RES: The coming Glorious Revolution

Alexandre Fenelon afenelon at zaz.com.br
Wed Apr 4 16:56:45 PDT 2001


Alexandre asks:


>-There is another argument: the logical conclusion of the "failure
>-of international revolution" reasoning is that Russia was not
>-prepared for the revolution. So the Mensheviks would be right as
>-far you consider marxist analysis, right?
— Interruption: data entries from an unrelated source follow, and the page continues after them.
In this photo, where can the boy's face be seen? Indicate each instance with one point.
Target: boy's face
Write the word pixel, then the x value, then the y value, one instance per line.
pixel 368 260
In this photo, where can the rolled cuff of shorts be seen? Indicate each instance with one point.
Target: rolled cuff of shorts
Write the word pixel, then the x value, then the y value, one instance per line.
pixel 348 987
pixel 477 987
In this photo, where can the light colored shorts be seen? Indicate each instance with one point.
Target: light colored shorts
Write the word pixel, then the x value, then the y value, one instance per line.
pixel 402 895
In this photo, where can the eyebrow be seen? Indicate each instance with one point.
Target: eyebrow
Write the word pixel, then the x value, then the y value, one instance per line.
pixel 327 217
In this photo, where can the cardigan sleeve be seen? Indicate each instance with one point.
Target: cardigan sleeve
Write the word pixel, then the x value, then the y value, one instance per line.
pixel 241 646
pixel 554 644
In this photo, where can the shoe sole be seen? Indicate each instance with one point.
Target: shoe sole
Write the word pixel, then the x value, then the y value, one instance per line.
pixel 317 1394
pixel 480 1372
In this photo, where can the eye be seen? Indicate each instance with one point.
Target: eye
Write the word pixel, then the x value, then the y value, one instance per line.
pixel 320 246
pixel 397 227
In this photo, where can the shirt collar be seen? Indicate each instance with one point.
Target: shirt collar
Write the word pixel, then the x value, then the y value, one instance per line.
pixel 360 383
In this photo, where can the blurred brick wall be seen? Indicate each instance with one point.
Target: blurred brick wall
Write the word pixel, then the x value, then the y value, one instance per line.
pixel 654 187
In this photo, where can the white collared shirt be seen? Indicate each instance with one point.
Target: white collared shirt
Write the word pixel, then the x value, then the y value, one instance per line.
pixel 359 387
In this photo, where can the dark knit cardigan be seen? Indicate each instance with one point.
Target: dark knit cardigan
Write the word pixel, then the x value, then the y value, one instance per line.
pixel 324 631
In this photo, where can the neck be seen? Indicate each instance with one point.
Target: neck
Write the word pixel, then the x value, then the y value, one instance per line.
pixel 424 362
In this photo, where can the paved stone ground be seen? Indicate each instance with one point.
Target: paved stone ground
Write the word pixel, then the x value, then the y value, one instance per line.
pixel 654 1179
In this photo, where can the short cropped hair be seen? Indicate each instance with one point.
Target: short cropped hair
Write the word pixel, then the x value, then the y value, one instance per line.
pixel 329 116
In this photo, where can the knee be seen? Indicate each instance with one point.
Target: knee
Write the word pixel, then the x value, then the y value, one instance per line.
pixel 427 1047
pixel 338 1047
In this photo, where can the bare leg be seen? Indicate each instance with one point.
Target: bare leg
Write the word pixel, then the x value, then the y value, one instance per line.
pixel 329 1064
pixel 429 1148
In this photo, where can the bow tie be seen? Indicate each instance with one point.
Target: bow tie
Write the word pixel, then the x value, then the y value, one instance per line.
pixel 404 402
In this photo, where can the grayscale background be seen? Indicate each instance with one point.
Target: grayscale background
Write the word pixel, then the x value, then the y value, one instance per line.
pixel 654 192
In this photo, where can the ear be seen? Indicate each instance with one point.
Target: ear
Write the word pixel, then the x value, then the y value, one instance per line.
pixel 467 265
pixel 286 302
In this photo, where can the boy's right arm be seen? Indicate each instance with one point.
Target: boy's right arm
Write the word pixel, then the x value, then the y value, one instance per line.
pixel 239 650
No, the Bolsheviks were correct to push forward; it's the strength of capital or the weakness of the working class in rich nations or both that are to blame (if it makes sense to assign "blame" in history at all).

Yoshie

-Let´s make this question in another way, since I don´t disagree -completely from you. It would be reasonable to think that Russia -in 1917 was not prepared for a socialist revolution, due to its -backward economy and to the fact the working class was a minority. -There was three reasons to make the October revolution: 1-The working class, from whom came most of Bolshevik support, wanted the revolution. This is very evident when you look at the results of 1917 elections, where Bolsheviks got 25% (majority in the cities, more than 40% in Leningrad and Moscow) while the Mensheviks got only 3% (almost all in Georgia). So, it would be suicidal to go against the revolution. 2-The perspectives of a international revolution (and here comes 1st doubt, were those perspectives concrete, or better, it was possible to foresee the failure of international revolution in 1917-18?) 3-The imminent collapse of Russia as a nation (considered a major reason by E. Hobsbawn) On the other hand, the Bolsheviks seems to expect the victory of European revolution or their own defeat. They seemed not to be prepared for the victory of socialism in only one country (a poor one). If they considered this third possibility, as we can consider retrospectively, did they should have attempted the revolution? Why I think this question is relevant? Because developed states are too strongs and their working classes still benefit from imperialism. That´s why I think that the chances of social revolution are much higher in develping countries like mine, and so the cycle starts again and the revolution is doomed to failure again? On the other side, if it was possible to limit that damage made by some wrong Bolshevik policies in 1917-22, maybe an eventual revolution in one or more Third world countries could survive withouth suffering the bureaucratic degeneration that led the Russian revolution to failure for time enough to allow international revolution.